Я подошел к ней медленно, без резких движений. Взял ее за руки и почувствовал, что ладони холодные. Пальцы напряжены, как будто она до сих пор держит кисть и боится уронить ее. Сжал ее руки в своих аккуратно, с той осторожностью, с какой держат человека в больничной палате.

— Ты справилась, — сказал я тихо. — Я горжусь тобой.

Она взглянула на меня, и в этом взгляде было так много всего, что я почти не выдержал. Благодарность, усталость, желание исчезнуть. Ощущение, что она — в ловушке, или что не знает, как вернуться. Может, никогда не знала.

Губы дрогнули. Казалось, она все-таки вот-вот заплачет. Еще мгновение, и все, и я обниму ее, и она провалится в мои руки. Но она не заплакала, сделала вдох — медленно, как будто отсчитывая секунды — и выдохнула также медленно. Сила, которую трудно назвать храбростью, но невозможно не уважать.

— Спасибо, — сказала она еле слышно, но не слишком сдержанно. Словно за этот день она уже исчерпала весь запас тепла и теперь выдавала остатки по капле.

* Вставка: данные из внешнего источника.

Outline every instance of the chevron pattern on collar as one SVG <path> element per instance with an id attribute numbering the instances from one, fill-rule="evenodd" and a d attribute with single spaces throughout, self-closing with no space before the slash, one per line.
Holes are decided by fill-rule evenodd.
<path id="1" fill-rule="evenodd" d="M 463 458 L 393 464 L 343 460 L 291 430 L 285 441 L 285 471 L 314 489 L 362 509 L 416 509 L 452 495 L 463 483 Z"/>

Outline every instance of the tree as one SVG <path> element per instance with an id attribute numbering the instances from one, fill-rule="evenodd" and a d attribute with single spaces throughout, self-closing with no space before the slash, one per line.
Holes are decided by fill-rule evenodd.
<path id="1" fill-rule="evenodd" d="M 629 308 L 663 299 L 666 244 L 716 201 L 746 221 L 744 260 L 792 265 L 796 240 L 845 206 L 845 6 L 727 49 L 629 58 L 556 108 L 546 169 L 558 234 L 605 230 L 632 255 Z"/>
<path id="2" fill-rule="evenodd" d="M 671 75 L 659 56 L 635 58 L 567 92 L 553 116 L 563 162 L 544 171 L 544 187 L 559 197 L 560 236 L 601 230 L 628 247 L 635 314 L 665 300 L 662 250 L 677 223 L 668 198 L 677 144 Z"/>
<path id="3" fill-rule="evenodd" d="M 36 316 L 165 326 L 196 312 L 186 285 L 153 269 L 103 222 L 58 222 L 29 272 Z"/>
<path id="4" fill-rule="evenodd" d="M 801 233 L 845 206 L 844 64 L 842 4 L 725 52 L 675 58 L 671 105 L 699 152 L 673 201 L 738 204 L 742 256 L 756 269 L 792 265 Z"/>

Я кивнул, не отпуская ее рук. Хотел сказать что-то еще, но не стал. Иногда молчание лучше утешает.

— Я, наверное, немного отдохну, — добавила она. Голос все такой же тихий, но твердый. — Немного слишком всего.

— Конечно, — сказал я. — А я пока займусь ужином. И, если ты не против, приглашу родителей остаться поужинать с нами?

Она чуть улыбнулась, но не так, как раньше, без легкости. Но все же — улыбнулась.

— Конечно, почему бы и нет, — сказала она, и в этих словах было что-то усталое. Словно сказать «нет» она не имела права. Словно не решалась быть хозяйкой в собственном доме. Или в доме, который теперь ей не до конца принадлежит.

Я провел пальцем по ее руке, коротко, как прощание, и отпустил.

— Если что-то понадобится — просто позови, — сказал я.

Она кивнула, повернулась медленно, как будто каждый шаг отдавался в спине тяжестью, и ушла наверх.

Я остался стоять в мастерской, среди запахов краски и тишины, в которой, как ни странно, все еще звучал ее голос.